Canadian plants to the rescue of feminine health

Our ancestors used plants to promote their health. Here are four plants to rediscover and to use for their well-known benefits!

Archaeological excavations have revealed that medicinal plants were very important in ancient civilizations. Their use to treat imbalances that affect women during their reproductive life has a long history. For example, among Native Americans, Cherokee, Iroquois, Micmac and Penobscot used black cohosh, or "squaw root" to help difficult deliveries, painful menstruation and uterine disorder.

The role of plants

Medicinal plants act in many ways on your reproductive system. Some plants will invigorate and nourish reproductive organs, mucous membranes and smooth muscles. Others will balance hormones and the endocrine system as a whole. Others still will promote better circulation in the pelvis. Plants also promote fertility by balancing hormones, boosting libido and toning the body in general.

Here are four plants of choice for women. I chose plants that grow here, in our gardens, meadows and forests.

Yarrow (Achillea millefolium)

This one is abundant in both countryside meadows and roadsides. Yarrow is one of those versatile plants that deserve a place in the family pharmacy. One of its popular names is military grass since it stopped bleeding and has also greatly served during the First World War.

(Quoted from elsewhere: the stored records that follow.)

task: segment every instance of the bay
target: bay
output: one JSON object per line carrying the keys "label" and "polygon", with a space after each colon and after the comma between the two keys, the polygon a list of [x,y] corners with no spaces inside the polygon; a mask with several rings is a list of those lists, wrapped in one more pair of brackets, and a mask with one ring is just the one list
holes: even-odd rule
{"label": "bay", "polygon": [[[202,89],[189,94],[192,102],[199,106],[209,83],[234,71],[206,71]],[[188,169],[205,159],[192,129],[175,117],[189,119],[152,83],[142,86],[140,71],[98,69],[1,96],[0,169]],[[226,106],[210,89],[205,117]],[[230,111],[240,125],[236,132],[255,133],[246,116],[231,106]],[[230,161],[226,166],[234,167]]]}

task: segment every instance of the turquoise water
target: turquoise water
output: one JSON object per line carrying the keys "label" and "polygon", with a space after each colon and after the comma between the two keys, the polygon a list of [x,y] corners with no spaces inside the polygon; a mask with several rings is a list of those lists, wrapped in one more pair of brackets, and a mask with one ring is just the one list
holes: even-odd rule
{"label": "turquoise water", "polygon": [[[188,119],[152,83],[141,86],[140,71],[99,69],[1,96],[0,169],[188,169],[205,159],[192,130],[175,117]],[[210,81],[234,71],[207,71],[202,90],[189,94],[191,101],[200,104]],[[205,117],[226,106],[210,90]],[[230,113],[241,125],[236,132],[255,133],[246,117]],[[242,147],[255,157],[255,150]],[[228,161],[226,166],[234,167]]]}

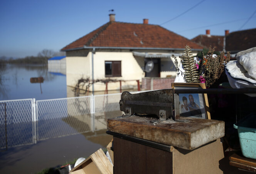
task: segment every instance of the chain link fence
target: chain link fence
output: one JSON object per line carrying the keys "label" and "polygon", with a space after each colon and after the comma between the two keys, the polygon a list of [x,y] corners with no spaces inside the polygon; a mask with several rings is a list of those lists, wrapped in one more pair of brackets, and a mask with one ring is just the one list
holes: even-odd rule
{"label": "chain link fence", "polygon": [[32,99],[0,101],[0,148],[33,143]]}
{"label": "chain link fence", "polygon": [[124,114],[121,94],[0,101],[0,148],[106,129],[108,119]]}
{"label": "chain link fence", "polygon": [[91,131],[91,97],[37,100],[37,140]]}

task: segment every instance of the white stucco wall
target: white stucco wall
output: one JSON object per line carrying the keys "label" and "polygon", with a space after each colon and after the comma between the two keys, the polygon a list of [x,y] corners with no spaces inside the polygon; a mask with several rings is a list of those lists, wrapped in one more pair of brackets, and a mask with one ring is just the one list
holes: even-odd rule
{"label": "white stucco wall", "polygon": [[[119,50],[120,51],[120,50]],[[183,53],[175,52],[176,53]],[[196,52],[193,52],[196,55]],[[179,64],[180,59],[177,57]],[[137,83],[135,80],[141,81],[145,77],[145,73],[141,67],[144,66],[143,58],[135,58],[132,52],[126,51],[115,52],[113,50],[96,51],[93,55],[94,79],[110,79],[117,80],[131,80],[122,82],[122,89],[136,88]],[[161,77],[167,76],[175,76],[177,73],[172,58],[161,59]],[[120,77],[105,77],[105,61],[121,61]],[[74,87],[79,79],[81,78],[92,79],[92,52],[86,53],[84,50],[76,51],[72,54],[67,53],[66,57],[67,85]],[[172,68],[171,68],[172,67]],[[92,87],[89,89],[92,90]],[[94,84],[94,91],[104,91],[106,85],[97,82]],[[109,82],[108,90],[118,90],[120,89],[120,82]]]}
{"label": "white stucco wall", "polygon": [[[144,64],[140,65],[144,61],[137,61],[131,52],[96,52],[94,55],[94,79],[110,79],[118,80],[130,80],[122,82],[122,89],[131,89],[136,87],[135,80],[141,80],[144,77],[144,72],[141,68]],[[121,77],[105,77],[105,61],[121,61]],[[140,64],[139,65],[139,64]],[[104,90],[106,85],[103,83],[94,84],[95,90]],[[109,82],[108,85],[108,90],[116,90],[120,89],[120,84],[118,82]],[[91,89],[91,88],[90,89]]]}
{"label": "white stucco wall", "polygon": [[74,87],[78,80],[83,78],[91,79],[90,66],[91,53],[87,56],[66,57],[67,85]]}

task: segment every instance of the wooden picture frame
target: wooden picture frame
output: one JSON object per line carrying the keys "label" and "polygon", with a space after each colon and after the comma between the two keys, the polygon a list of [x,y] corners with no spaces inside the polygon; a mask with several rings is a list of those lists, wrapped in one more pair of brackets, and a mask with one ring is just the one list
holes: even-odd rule
{"label": "wooden picture frame", "polygon": [[[205,85],[201,83],[173,83],[174,89],[205,89]],[[175,94],[175,116],[211,119],[209,104],[206,94]]]}

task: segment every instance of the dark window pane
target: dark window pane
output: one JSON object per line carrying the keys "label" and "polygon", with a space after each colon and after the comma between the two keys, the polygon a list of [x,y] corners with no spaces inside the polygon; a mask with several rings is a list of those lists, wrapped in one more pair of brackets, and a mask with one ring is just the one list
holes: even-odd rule
{"label": "dark window pane", "polygon": [[105,75],[112,75],[112,62],[105,62]]}
{"label": "dark window pane", "polygon": [[113,77],[121,76],[121,61],[112,62],[113,66]]}

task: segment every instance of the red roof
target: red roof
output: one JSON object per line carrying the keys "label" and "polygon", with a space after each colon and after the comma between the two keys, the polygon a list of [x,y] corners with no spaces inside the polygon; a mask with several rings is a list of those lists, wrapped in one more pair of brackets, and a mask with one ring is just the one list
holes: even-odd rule
{"label": "red roof", "polygon": [[256,28],[230,33],[226,37],[226,50],[232,53],[256,47]]}
{"label": "red roof", "polygon": [[109,22],[62,48],[87,47],[184,49],[203,47],[159,25]]}
{"label": "red roof", "polygon": [[208,49],[211,45],[215,47],[215,50],[222,51],[223,50],[224,36],[200,35],[191,39],[191,41],[202,45]]}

One of its virtues is to be of great help for women of reproductive age. It is particularly useful in cases of heavy and painful menstruation. It also promotes hormonal balance. It acts on the liver to allow better removal of excess oestrogen. Therefore, it allows treating diseases related to overly high oestrogen levels like fibroids, cysts and endometriosis. It should not be used during pregnancy and lactation. It should also be avoided when using blood thinners.

Sage (Salvia officinalis)

Sage is an herb that has been used for a long time by many people in both medicinal and culinary fields. Its Latin name, salvia officinalis, means the plant that saves. In Provence, France, there is even a saying: "The one who has sage in his garden does not need a doctor." Considered as saving for the body and the soul, it has been widely used in rituals and ceremonies. In the 16th century, the Chinese used to buy it from the Germans in exchange for tea chests. Sage, according to Chinese medicine, would tone the Qi of genitals.

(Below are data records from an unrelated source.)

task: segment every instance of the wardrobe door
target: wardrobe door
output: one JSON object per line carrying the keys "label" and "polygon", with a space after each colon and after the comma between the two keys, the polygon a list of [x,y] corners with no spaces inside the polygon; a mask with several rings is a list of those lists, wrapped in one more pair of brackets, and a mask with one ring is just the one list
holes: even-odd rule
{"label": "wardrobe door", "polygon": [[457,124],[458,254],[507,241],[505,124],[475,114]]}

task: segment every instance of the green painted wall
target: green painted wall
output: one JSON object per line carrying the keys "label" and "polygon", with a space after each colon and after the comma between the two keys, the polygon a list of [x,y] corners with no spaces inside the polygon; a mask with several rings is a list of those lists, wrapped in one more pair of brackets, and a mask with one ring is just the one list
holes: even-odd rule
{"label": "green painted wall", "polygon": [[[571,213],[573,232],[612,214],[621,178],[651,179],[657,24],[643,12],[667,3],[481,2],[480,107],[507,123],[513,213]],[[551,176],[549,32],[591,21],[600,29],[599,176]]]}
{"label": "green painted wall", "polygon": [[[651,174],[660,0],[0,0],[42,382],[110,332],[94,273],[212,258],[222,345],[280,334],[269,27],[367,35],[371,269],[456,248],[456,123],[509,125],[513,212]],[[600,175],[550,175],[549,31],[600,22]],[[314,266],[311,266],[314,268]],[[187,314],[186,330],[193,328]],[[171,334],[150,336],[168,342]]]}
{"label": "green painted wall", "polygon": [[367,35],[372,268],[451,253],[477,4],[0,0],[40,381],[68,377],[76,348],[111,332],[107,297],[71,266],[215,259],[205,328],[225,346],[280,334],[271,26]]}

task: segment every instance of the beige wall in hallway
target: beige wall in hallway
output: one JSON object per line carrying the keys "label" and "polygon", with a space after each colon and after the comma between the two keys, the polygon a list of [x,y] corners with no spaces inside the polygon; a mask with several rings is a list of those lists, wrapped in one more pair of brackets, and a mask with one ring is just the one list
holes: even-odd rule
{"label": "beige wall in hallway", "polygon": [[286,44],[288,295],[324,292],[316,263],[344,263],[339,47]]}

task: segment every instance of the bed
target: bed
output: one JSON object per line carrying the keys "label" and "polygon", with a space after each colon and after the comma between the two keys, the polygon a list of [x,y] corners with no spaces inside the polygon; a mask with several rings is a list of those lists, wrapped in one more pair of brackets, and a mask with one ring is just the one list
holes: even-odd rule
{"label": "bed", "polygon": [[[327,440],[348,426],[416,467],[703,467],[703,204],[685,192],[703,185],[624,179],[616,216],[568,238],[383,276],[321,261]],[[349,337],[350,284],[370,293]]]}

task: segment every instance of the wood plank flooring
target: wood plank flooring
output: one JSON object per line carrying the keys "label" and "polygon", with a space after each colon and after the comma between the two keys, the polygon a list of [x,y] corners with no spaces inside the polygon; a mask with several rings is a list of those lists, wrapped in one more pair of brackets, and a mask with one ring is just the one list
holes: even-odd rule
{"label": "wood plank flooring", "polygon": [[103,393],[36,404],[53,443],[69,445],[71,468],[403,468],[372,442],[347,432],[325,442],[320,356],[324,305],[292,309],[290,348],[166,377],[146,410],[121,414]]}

In addition to its digestive, antibacterial and antioxidant properties, sage has an antiperspirant action. It is very useful against the discomfort experienced by menopausal women as it reduces hot flashes and fights excessive sweating. It inhibits lactation so it can also be used to reduce your production of milk. It is cons-indicated in pregnancy and lactation unless prescribed by a healthcare professional.

Vitex (Vitex agnus-castus)

In the Middle Ages, Vitex was used by the monks to ease their celibacy and punish lust. Hence its popular name "Monk’s pepper" and its Latin name "chaste tree". However, it is not its anaphrodisiac power over men that attract attention nowadays. Currently, in the West, Vitex is one of the most commonly used herbs to treat gynaecological problems in women. This plant treats amenorrhea, menstrual cramps, premenstrual symptoms, infertility, acne and disorders related to menopause. It is also used to prevent miscarriages. Vitex is known to increase progesterone and correct luteal insufficiency. It is known to have a direct effect on the pituitary gland.

It requires a daily intake of at least 3 months. It should not be taken with dopaminergic or hormonal drugs. It is cons-indicated during pregnancy and lactation except during the first trimester of pregnancy on the advice of a healthcare professional.